MLB

Yankees’ Jeter taking it nice and easy

TOSS ACROSS: Derek Jeter loosens up at the Yankees’ training complex in Tampa yesterday. Jeter, recovering from a fractured left ankle, said he began baseball activities the same way he does every year. (Leah Millis)

TOSS ACROSS: Derek Jeter loosens up at the Yankees’ training complex in Tampa yesterday. Jeter, recovering from a fractured left ankle, said he began baseball activities the same way he does every year. (Leah Millis)

TAMPA — Derek Jeter has spent a lot of Super Bowl Mondays the way he did yesterday.

He took some swings off a tee and fielded a few dozen slow ground balls hit right at him at the Yankees’ minor league complex.

To him, this prelude to spring training isn’t much different than normal.

“When I start baseball activities, I do what I did right there,” Jeter said while sitting in his car outside the complex.

Jeter stayed off the infield dirt throughout the session and has yet to move laterally on the field — all of which he insisted was standard procedure since position players don’t have to report until Feb. 17.

“The first week or two, I don’t get off the grass,” said Jeter, who doesn’t anticipate running until spring training officially gets under way. “Even if I could run right now and I got the green light to do absolutely everything, I would have done the same thing I did today.”

Both Jeter and Yankees general manager Brian Cashman have said throughout the offseason the shortstop will be brought along more as he rehabs from October surgery on the left ankle he fractured during the ALCS, although an exact road map has yet to be laid out.

“I probably won’t be out there playing in a game the first game,” Jeter said of the Feb. 23 spring-training opener against the Braves in Orlando. “I guess we have to sit down with our trainers and doctors to see what our plan is when I start playing games.”

But he remains confident he is heading in the right direction.

“You’ve got to progress and I’ve been progressing just fine,” Jeter said. “Now, it’s whenever I start running and doing those kinds of things. Once everything is where it’s supposed to be, then you just get in baseball shape, which really doesn’t take that long, I don’t think.”

His primary focus remains being back at shortstop for the regular-season opener against the the Red Sox.

“The goal is April 1 when we start our season, so I’m right where I need to be,” Jeter said.

Whether the team is where it needs to be is another question, and one Jeter isn’t prepared to answer yet, although he likes last week’s free-agent signing of left-handed DH Travis Hafner.

“I’ve played against him for quite some time,” Jeter said. “He’s had a lot of success in Cleveland. But with our organization, I don’t pay too much attention till we get over to spring training. I still remember … when we traded for [Roger] Clemens, it was right before spring training started, wasn’t it?”

He professed no knowledge of an impending move and reiterated his belief this aging Yankees team is “experienced” and not “old.”

“I’ve heard it before,” Jeter said. “Regardless of how old anyone is, it’s our job to come here and be ready to play and help us compete. We’ve been able to do that pretty successfully over the years. Our plans don’t change.”

As for his own future, Jeter has a player option for 2014 worth at least $9.5 million, depending on incentives. He insists he’s not thinking about it.

“Next year?” Jeter said. “I’m trying to make it through this week.”

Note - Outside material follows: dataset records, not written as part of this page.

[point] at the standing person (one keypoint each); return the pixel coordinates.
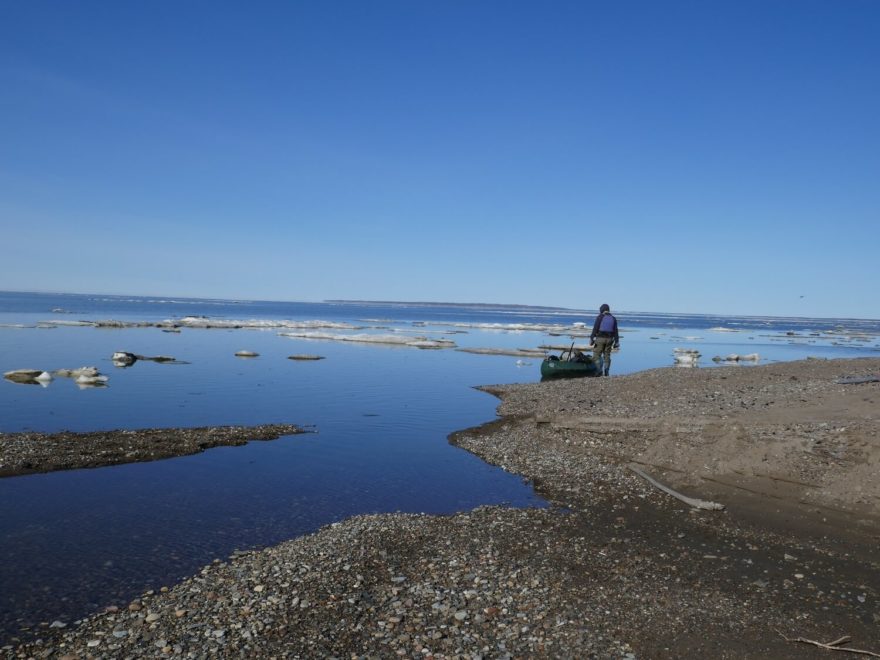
(604, 337)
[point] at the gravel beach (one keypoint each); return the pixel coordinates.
(615, 568)
(29, 452)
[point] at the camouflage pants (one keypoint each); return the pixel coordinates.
(602, 353)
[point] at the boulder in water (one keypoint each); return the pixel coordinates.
(29, 376)
(123, 359)
(76, 373)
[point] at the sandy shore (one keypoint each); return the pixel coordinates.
(615, 569)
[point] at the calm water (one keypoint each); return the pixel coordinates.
(71, 542)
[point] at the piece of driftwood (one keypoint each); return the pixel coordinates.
(831, 646)
(858, 380)
(690, 501)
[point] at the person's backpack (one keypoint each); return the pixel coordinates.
(607, 324)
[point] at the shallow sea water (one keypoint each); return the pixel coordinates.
(72, 542)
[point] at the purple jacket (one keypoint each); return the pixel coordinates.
(606, 329)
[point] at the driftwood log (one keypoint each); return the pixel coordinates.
(690, 501)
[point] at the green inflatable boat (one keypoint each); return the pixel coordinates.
(570, 366)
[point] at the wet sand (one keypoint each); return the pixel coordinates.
(616, 568)
(29, 452)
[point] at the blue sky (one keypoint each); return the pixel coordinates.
(715, 157)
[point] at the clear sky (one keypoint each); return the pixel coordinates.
(715, 157)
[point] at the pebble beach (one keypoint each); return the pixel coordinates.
(616, 568)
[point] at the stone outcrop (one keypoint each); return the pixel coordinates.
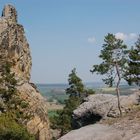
(13, 45)
(126, 127)
(94, 132)
(14, 48)
(100, 132)
(100, 106)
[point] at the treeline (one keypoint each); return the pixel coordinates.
(118, 62)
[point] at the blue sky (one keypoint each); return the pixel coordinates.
(64, 34)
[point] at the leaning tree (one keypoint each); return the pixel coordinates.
(114, 58)
(133, 69)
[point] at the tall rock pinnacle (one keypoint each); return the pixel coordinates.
(14, 48)
(10, 12)
(13, 44)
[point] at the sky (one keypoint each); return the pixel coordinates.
(67, 34)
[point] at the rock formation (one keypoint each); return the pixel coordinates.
(126, 127)
(14, 48)
(100, 106)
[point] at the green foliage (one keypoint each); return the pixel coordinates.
(89, 92)
(113, 54)
(11, 130)
(63, 119)
(76, 87)
(12, 108)
(133, 70)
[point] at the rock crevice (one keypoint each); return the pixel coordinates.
(14, 48)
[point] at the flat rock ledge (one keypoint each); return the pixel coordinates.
(99, 132)
(101, 106)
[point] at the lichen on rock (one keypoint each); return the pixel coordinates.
(14, 48)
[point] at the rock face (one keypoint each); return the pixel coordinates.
(100, 106)
(14, 48)
(100, 132)
(94, 132)
(13, 45)
(126, 127)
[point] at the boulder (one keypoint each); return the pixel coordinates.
(100, 106)
(94, 132)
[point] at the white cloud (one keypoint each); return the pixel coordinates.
(123, 36)
(91, 39)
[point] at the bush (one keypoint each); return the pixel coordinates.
(11, 130)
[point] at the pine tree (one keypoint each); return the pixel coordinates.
(114, 56)
(133, 69)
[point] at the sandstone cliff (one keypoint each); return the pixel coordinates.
(102, 109)
(15, 49)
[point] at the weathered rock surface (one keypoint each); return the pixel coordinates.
(100, 106)
(14, 48)
(13, 45)
(126, 127)
(94, 132)
(100, 132)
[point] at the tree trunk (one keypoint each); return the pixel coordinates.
(117, 88)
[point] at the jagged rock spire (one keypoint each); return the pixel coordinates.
(10, 12)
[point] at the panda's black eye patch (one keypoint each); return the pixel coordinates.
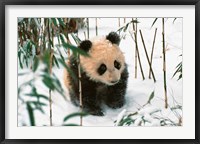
(102, 69)
(117, 65)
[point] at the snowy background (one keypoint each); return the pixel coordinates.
(138, 91)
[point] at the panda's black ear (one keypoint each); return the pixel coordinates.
(86, 45)
(113, 37)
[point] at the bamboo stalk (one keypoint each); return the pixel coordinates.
(147, 56)
(50, 71)
(88, 33)
(151, 61)
(164, 63)
(138, 56)
(68, 50)
(96, 26)
(85, 35)
(50, 96)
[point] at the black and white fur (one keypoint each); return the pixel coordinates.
(103, 75)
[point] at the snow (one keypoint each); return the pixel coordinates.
(138, 90)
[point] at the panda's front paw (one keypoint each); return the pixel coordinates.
(116, 104)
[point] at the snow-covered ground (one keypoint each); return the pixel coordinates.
(138, 91)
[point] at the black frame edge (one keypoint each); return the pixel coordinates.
(2, 72)
(197, 66)
(101, 2)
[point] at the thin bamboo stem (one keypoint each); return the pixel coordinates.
(96, 26)
(164, 63)
(135, 29)
(151, 61)
(138, 56)
(80, 91)
(147, 56)
(88, 26)
(50, 71)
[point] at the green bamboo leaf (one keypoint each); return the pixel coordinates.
(74, 115)
(151, 97)
(31, 114)
(74, 49)
(154, 22)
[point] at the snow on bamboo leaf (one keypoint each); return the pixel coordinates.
(74, 115)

* Although Alex Rodriguez’s mouthpieces have denied on multiple occasions the third baseman had anything to do with Anthony Bosch, his anti-aging clinic or PEDs, Jeter wants his teammate to talk publicly about it before he weighs in himself.

“Let him speak first,” Jeter said. “Everybody knows that. I don’t comment on anyone till they speak first. Let him address his situation before I comment on it.”

Jeter also wouldn’t divulge whether he has communicated with the embattled Rodriguez since the Miami New Times released records allegedly tying Rodriguez to Bosch, his Biogenesis company and illegal drugs.

“Let him speak first,” Jeter repeated. “And then we’ll talk about that.”